I flew home to Massachusetts just prior to Memorial Day. For my flight back in February, I packed a stump work project for the plane. I thought that because the pieces were small, it would be easy to work on my tray table. Was I ever wrong! the pieces threatened to go everywhere, there were too many thread colors, and the light was too poor for that type of intricate work. I had given up by the time my beverage came.
This trip I resolved to do better. A few weeks before I left, I started a monotone sampler on 28-count linen. It was a straight forward pattern, so I decided to stop stitching and save the project for the plane. It was perfect. I worked about quarter of it during my flights. The fabric holes were big enough to see in dim light and it was contained enough that I didn't elbow my neighbors even though I was in the middle seat. Plus my sewing kit was much simpler. Here you can see it. I carried a tin with my floss, scissors and needles, and kept it, my hoop, pattern and fabric in a woven envelope my mother once gave me. Perfect!
Only one problem. I stitched so much of it, I got a little addicted. When I found out that my stitching shop in Massachusetts would be closing in a few months, I decided to stitch faster so that I could finish it and bring it to the shop for framing during this trip. It is a gift, so I can't show it all yet, but needless to say, it is at the framers along with another sampler I finished last month--one of my resolution projects.
Unfortunately, this means that I've been in Massachusetts for two weeks and haven't yet stitched on my WELCOME. That may be coming home with me so that I can finish it up before Hoops and Needles closes for good. Ellen, the shop proprietor, says that she may still keep framing on the side. She does the best work around, so I am encouraged, but want to finish the WELCOME as quickly as possible. Besides, my husband has a blank wall ready to hang it!

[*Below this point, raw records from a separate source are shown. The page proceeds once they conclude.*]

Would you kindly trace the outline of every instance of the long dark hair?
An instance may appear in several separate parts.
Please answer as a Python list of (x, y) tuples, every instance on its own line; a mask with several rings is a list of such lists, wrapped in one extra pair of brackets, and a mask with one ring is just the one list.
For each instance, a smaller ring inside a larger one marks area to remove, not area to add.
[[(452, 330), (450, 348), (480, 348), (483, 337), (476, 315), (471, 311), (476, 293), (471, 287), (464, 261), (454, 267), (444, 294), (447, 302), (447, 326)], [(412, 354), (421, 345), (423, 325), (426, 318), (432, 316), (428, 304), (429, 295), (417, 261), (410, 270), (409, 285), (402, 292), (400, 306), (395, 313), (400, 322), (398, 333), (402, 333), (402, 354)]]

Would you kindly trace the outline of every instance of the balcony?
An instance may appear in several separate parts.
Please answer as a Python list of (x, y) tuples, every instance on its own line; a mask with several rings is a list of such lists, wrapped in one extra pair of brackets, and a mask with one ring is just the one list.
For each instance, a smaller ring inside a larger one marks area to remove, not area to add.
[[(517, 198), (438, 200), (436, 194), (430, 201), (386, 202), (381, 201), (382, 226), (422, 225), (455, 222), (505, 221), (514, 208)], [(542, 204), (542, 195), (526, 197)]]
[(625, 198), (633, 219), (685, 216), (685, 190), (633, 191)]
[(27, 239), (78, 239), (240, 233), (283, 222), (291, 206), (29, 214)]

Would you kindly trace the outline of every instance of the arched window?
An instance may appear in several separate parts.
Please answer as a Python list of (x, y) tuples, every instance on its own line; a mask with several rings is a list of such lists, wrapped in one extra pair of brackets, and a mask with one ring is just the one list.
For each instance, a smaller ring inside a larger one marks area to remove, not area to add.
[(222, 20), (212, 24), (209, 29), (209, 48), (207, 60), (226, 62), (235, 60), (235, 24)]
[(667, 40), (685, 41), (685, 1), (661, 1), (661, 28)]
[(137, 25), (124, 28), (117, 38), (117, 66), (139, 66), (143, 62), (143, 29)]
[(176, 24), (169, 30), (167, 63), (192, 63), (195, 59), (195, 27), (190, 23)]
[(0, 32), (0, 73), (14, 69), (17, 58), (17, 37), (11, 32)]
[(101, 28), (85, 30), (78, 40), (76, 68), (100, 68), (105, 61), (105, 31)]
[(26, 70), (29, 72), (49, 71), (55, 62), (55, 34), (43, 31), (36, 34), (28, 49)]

One additional comment about my travels. I sat between a man and a woman on my first flight, and as I often find when I stitch in public, the man was the more curious of the two. Men inevitably say something like, "no one does that type of hand work anymore" and it always takes me by surprise. In this case I was wondering who might have done the hand work that he was recalling, but as I was thinking up a suitable reply he said something that really threw me. After watching for about 30 minutes, he declared, "I guess I could take up something like that if I were faced with a long prison term and could really concentrate on it." Wow! Good to know he is prepared for anything! He looked like a nice man though, so I don't think he will be taking up stitching soon.